Her passion for flowers being generally known among the courtiers, Princes, and high officials, they send daily offerings to the Palace of all that is rare and choice in the way of plants and flowers, for they know this is one present Her Majesty will always accept and appreciate.
There are some quaint customs in the Palace, as to flowers and fruits that grow within the Precincts. Though the Princesses and Ladies have the freedom of the gardens and may pull as many flowers and cull as many fruits as they wish, it is not etiquette for them to gather the smallest flower or to touch a fruit when in the presence of the Empress Dowager, unless they are especially told to do so. When Her Majesty tells them to pull a flower or fruit, the permission is gratefully accepted and that special flower or fruit religiously kept. The first fruits of every tree and vegetable, the first flowers of every plant and growing shrub in the Palace grounds, are considered sacred to Their Majesties, and no Princess, attendant, or eunuch would touch a flower or fruit until the Empress Dowager had been presented with the first of them. All these, apparently trivial, marks of respect to the Sacred Persons of Their Majesties were religiously observed!
CHAPTER V THE YOUNG EMPRESS AND LADIES OF THE COURT
The young Empress, the first Lady of the Court after Her Majesty the Empress Dowager, was, to me, a charming character. She is the daughter of the Duke Chow, General of one of the Manchu Banner Corps and a brother of the reigning Empress Dowager. She is thus a first cousin of the Emperor, and is his senior by three years. Her mother, a lady of high birth, ancient lineage, and great distinction, brought her up with much care. She also had the advantage of being a great deal at the Court with her august Aunt, and is highly accomplished, according to Chinese standards. She was affianced at an early age to the Emperor, but, as the custom is, their marriage did not take place for several years later. It was celebrated with great pomp at the Winter Palace in February, 1889, the week before the young Emperor himself took in hand the reins of Government, held, up to that time, by the Empress Dowager, and became Emperor in reality.

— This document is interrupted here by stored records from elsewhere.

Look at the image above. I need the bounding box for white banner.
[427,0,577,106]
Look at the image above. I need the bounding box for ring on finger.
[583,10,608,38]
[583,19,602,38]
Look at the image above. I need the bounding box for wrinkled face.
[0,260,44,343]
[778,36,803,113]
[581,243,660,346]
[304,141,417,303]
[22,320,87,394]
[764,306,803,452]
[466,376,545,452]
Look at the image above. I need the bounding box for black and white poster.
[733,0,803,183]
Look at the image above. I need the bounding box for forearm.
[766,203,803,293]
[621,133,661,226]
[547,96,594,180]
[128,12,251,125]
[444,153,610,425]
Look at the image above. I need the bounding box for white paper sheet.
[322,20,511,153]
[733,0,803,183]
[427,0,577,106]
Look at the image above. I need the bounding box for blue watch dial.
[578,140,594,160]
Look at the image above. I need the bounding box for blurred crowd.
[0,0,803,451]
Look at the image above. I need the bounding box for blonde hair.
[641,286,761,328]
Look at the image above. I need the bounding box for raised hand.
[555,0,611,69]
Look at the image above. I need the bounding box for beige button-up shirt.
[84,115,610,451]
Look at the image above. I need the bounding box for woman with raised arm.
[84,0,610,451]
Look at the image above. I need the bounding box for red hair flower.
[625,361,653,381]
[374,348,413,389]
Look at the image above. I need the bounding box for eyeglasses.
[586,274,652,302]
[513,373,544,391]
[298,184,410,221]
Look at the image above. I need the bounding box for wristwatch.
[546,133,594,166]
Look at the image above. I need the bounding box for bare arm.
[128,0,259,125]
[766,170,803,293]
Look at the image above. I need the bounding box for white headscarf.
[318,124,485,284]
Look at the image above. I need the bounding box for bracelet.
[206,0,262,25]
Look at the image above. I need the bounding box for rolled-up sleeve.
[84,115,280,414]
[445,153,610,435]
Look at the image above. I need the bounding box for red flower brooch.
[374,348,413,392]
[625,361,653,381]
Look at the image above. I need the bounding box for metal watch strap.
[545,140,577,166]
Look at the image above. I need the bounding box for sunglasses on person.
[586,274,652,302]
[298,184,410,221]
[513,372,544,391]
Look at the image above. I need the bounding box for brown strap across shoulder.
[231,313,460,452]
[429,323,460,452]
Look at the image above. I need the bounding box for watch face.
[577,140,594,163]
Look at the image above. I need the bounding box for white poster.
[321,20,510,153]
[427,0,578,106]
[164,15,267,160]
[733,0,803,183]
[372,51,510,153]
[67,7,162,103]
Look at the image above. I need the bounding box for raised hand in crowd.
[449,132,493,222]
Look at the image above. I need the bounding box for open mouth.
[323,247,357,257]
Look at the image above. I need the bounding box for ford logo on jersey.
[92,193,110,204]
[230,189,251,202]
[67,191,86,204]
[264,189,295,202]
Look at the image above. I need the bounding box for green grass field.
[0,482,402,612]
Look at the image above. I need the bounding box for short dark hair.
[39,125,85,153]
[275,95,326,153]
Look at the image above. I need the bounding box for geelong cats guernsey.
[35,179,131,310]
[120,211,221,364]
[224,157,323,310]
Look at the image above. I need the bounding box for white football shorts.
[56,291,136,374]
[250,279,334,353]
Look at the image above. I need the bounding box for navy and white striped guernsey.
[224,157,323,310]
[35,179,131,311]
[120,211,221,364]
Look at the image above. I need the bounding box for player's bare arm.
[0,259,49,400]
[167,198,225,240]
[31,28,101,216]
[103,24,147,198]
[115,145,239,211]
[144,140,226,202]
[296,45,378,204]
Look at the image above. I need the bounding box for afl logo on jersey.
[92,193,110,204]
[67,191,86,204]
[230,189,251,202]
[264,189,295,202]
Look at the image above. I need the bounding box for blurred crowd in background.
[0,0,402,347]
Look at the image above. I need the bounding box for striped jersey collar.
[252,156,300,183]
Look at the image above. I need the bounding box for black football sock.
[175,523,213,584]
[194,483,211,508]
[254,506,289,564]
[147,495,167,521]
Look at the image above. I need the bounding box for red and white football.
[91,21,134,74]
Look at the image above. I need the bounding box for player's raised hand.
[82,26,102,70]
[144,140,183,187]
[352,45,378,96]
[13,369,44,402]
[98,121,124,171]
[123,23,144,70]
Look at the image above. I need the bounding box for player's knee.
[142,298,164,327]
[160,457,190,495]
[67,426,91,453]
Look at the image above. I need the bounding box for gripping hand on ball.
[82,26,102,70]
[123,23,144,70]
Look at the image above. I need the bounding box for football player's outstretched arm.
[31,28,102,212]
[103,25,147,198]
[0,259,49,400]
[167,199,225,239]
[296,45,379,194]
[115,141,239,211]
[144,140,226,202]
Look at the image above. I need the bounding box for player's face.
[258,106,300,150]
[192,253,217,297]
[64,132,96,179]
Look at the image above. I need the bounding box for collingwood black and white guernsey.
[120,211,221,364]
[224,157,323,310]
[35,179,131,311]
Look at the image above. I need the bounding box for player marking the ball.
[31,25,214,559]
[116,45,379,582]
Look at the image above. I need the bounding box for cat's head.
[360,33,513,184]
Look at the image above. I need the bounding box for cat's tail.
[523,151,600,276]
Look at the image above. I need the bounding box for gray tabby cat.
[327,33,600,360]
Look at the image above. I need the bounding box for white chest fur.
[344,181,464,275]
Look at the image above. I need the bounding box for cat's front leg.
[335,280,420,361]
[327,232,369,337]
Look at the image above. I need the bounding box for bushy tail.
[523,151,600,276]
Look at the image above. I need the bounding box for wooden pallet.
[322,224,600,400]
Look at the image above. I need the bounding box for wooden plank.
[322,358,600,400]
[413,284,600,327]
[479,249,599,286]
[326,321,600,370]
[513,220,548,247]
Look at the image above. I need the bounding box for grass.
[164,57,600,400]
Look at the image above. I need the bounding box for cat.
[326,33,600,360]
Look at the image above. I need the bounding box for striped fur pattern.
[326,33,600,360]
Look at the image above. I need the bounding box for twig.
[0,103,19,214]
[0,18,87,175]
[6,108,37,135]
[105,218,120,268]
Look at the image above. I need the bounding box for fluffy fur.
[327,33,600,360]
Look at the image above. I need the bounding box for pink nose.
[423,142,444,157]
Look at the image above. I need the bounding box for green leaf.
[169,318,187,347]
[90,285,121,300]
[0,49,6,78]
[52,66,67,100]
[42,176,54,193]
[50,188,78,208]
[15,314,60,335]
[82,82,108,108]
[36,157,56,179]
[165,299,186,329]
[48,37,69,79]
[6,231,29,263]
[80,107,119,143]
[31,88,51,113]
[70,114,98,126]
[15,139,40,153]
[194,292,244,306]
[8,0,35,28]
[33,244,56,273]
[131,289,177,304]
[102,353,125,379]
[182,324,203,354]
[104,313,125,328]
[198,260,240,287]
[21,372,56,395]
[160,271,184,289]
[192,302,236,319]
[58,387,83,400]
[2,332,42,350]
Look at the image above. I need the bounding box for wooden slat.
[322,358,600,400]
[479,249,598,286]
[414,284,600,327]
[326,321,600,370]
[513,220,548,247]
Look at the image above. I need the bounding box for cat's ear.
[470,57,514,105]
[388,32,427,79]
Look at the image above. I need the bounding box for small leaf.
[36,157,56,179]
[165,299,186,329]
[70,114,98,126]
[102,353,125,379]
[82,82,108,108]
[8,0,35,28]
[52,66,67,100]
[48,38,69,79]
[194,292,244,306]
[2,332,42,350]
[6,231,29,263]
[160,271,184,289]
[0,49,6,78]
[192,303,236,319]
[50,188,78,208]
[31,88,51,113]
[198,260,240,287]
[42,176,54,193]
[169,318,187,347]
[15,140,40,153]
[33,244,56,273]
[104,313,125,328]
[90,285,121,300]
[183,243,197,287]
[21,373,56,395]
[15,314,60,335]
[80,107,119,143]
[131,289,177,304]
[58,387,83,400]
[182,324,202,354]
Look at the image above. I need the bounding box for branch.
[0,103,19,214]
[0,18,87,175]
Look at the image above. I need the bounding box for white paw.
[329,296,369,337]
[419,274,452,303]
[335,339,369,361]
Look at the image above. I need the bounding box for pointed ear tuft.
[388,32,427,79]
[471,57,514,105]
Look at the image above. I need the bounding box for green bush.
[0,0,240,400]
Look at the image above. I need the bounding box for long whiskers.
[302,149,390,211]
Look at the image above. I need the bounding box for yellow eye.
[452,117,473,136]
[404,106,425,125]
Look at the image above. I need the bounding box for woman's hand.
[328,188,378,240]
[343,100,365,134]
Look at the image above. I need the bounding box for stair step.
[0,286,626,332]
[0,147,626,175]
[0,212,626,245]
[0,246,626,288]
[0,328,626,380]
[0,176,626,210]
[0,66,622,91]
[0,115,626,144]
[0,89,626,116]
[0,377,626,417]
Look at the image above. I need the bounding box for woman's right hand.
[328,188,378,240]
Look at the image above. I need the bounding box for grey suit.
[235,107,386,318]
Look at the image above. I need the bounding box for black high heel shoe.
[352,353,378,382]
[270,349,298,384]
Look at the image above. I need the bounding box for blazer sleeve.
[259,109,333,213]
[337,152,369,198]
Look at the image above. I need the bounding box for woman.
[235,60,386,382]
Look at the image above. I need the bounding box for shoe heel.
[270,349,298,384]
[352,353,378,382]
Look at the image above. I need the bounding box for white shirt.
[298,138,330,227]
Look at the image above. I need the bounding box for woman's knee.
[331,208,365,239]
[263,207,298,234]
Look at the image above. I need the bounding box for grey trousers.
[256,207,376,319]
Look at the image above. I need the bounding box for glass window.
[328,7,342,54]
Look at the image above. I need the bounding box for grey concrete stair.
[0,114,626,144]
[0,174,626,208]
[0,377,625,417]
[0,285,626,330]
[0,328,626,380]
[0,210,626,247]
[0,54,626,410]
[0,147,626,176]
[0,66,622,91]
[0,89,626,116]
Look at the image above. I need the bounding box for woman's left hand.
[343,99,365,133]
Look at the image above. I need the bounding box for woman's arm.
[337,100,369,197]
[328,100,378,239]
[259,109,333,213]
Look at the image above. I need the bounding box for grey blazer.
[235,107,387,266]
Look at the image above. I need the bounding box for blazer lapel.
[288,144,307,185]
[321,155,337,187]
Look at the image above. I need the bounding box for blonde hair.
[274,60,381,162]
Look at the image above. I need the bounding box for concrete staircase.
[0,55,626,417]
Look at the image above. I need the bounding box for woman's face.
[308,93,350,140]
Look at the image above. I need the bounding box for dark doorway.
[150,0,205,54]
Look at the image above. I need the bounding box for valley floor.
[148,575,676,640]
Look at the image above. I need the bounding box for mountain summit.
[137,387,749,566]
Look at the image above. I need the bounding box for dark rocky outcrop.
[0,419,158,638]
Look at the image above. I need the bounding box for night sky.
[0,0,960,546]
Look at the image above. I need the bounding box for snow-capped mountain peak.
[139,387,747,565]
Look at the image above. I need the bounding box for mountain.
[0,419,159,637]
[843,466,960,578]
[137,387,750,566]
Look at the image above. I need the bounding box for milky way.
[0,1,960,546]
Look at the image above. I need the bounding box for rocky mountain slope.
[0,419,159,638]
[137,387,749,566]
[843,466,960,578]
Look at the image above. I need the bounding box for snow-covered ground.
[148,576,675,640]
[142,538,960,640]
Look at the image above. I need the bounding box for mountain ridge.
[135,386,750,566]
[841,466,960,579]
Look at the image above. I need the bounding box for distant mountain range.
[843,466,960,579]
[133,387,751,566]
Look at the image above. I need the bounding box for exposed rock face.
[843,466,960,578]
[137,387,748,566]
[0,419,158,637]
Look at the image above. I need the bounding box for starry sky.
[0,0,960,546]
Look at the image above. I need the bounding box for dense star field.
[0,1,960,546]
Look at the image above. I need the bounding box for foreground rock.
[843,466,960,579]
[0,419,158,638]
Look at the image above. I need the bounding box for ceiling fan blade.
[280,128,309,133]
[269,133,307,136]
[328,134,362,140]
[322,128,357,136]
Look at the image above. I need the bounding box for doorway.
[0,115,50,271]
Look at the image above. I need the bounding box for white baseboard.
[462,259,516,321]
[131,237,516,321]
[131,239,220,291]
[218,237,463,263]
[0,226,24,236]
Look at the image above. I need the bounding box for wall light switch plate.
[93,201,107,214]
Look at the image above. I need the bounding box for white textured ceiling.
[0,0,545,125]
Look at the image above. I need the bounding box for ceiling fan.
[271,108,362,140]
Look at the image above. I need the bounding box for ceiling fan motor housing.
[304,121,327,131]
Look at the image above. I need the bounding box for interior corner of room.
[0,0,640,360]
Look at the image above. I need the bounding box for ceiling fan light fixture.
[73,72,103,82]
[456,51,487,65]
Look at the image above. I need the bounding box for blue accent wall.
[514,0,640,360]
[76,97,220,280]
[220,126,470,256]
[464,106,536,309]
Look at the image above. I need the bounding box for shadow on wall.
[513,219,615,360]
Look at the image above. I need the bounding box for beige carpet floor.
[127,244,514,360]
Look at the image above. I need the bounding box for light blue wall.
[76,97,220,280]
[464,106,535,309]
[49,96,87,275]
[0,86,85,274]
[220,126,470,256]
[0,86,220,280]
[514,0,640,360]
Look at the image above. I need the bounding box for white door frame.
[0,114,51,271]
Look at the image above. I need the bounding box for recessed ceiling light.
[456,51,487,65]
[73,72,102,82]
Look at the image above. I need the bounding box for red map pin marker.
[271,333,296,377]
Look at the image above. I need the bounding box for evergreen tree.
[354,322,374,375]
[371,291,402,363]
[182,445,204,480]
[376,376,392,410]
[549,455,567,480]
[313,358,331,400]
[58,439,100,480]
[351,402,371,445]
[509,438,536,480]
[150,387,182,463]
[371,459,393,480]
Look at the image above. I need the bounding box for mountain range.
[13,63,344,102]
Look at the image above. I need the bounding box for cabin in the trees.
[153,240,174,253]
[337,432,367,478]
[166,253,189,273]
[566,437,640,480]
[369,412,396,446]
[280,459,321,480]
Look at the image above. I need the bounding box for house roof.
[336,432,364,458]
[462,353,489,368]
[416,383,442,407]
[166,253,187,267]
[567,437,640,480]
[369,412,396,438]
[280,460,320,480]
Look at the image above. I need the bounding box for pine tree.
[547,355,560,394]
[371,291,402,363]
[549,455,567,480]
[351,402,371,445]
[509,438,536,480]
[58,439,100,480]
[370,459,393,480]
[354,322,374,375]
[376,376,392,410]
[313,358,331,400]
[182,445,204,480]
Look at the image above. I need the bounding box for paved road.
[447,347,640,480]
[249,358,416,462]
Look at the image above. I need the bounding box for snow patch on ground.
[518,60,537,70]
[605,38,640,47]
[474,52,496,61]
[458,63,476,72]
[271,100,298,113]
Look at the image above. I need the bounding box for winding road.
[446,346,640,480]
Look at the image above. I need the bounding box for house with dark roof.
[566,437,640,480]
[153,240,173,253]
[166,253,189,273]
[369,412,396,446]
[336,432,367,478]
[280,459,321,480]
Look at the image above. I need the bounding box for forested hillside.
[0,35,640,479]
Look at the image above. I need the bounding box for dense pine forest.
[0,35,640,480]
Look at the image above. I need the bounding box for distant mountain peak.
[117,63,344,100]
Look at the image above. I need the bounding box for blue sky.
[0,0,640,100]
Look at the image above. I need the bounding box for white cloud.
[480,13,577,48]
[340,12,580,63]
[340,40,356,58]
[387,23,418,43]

The young Empress has the erect carriage and light, swift walk of Her Majesty the Empress Dowager. She is small, not quite five feet tall, with exquisitely dainty hands and feet, of most patrician type. She has a narrow, high-bred face, with a thin, high nose. Her eyes are more of the Chinese type, as we conceive it, than either the Emperor’s or Empress Dowager’s. Her chin is long and of the type generally called strong. Her mouth is large and extremely sensitive. Her eyes have so kindly a look, her face shines with so sweet an expression, criticism is disarmed and she seems beautiful. She has a sweet dignity, charming manners, and a lovable nature, but there is sometimes a look in her eyes of patient resignation that is almost pathetic. I should not say she possessed any great executive ability, though full of tact, but while Her Majesty the Empress Dowager was in retirement and she was the first Lady at Court, she is said to have shown great capability in her conduct of affairs. Her dignity, perfect breeding, and natural kindness of heart would insure this.
The next Lady, after the young Empress, is the only secondary wife of the Emperor. She is said to have been extremely beautiful at the time she was chosen as his second wife by the Empress Dowager. She belongs to an excellent family, being the daughter of a Viceroy, but though only twenty-eight years old when I knew her, she was already very stout, and there were few remains visible of great beauty. She has very large, full-orbed, brown eyes, and still has a beautifully clear complexion, but her nose is flat, her mouth large and weak; the contour of her face is marred by layers of flesh, her forehead does not indicate much intelligence, and she has very little distinction in appearance. She seems good-natured, but is neither very clever nor tactful. She is not a favorite among the Ladies generally, and is not nearly so interesting, in any way, as the young Empress. She is, however, treated with the most kindly consideration by the young Empress and has precedence over all the other Ladies, and her position at Court is second only to that of the young Empress. Whenever I mention the young Empress, it may be understood that the secondary wife followed immediately after her, coming before the Princesses or any other of the Ladies forming the Court of Her Majesty. I have often seen allusions made to the “Imperial Harem”; there is no such thing as an Imperial Harem at the Court of His Majesty the Emperor Kwang-Hsu. He has only these two wives.
Her Majesty’s Ladies-in-waiting are principally Princesses of the Blood or the widows of Imperial Princes. Her first Lady, Sih-Gerga (Fourth Princess), daughter of Prince Ching, the Prime Minister, is a widow of twenty-four. She married, at the age of sixteen, a son of a high Manchu official, Viceroy of Tientsin, and was left a widow a few months later. She is a beautiful young woman, with face a perfect oval, large brown eyes, and a clear, magnolia-leaf complexion of exquisite texture. She would be called beautiful, judged by any standard. She has no children of her own, but, like most ladies of position who are widows or childless, has an adopted son. Adopted children in China are much closer relationships than is a child, by adoption, with us. In many instances their own parents are still living when they are adopted, and even these parents speak of their child as the son of the adopted mother or parents, and bow to her wishes in bringing up the child.